Limitations & Future Work

  • Reliance on simulated contact labels: Supervision comes from MuJoCo; sim-to-real gaps and object mesh quality affect accuracy. Real-world verification is missing.
  • Absolute success rates on Dexonomy are low (approx. 8-12%); the authors attribute this to sparse GT grasp labels, which makes distance metrics like CD misleading. This indicates significant room for improvement in cross-dataset generalization.
  • Resolution of contact representation: 256 bins may be insufficient for tiny objects or high-precision pinches.
  • Future work: Incorporating real-world closed-loop or differentiable simulation, extending contact to forces/normals, and exploring dynamic manipulation.
  • vs.

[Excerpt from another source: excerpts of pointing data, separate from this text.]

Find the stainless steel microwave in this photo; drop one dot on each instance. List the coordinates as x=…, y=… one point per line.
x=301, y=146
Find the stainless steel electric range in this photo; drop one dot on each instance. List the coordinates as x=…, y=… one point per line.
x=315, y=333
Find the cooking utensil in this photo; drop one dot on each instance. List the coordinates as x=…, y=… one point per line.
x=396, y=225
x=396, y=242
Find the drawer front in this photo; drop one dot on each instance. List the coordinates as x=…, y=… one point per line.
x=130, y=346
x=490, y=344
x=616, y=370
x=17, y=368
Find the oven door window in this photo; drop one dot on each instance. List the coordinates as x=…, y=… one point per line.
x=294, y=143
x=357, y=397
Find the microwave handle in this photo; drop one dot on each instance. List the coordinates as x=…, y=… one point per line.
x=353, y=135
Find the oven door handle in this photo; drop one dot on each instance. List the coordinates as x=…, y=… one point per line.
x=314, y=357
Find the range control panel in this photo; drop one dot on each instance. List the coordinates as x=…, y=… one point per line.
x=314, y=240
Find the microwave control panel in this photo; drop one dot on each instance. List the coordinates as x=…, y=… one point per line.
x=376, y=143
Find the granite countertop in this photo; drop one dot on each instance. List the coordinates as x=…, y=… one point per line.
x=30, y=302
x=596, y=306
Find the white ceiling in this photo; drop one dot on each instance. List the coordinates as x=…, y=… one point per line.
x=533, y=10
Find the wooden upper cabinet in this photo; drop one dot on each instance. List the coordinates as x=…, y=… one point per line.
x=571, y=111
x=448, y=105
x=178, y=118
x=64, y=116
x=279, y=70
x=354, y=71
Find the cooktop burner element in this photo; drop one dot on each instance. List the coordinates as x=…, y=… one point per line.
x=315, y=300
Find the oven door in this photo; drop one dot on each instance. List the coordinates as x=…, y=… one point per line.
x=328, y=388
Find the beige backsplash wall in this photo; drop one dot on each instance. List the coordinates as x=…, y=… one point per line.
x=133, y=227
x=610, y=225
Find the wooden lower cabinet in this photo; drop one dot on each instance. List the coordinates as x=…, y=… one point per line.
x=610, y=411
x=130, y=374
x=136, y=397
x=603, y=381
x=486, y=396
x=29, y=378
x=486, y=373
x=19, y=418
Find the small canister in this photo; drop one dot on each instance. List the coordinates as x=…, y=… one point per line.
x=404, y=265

Two-stage pipelines (e.g., DexGYSNet): These use VLMs for regions first, then a separate generator. DextER unifies contact reasoning and grasp generation in a single autoregressive sequence, allowing them to learn from each other while maintaining interpretability.
  • vs. End-to-end VLA: Direct mapping lacks physical reasoning and is hard to interpret. DextER's intermediate contact tokens provide an explainable representation proven to enhance both alignment and stability.
  • vs. General VLA Frameworks: General VLAs lack specialized designs for high-dimensional dexterous control. This work fills the gap by designing intermediate representations tailored for multi-finger contact geometry.

Rating

  • Novelty: ⭐⭐⭐⭐⭐ Establishing "contact" as an embodied CoT specific to dexterous manipulation is clear and convincing.
  • Experimental Thoroughness: ⭐⭐⭐⭐ Includes main experiments, extensive ablations, and cross-dataset testing, though lacks real-world verification.
  • Writing Quality: ⭐⭐⭐⭐⭐ Motivation and tokenization design are explained clearly; the factorization formula is a highlight.
  • Value: ⭐⭐⭐⭐⭐ The "reasoning-then-action" paradigm is transferable to broader embodied tasks.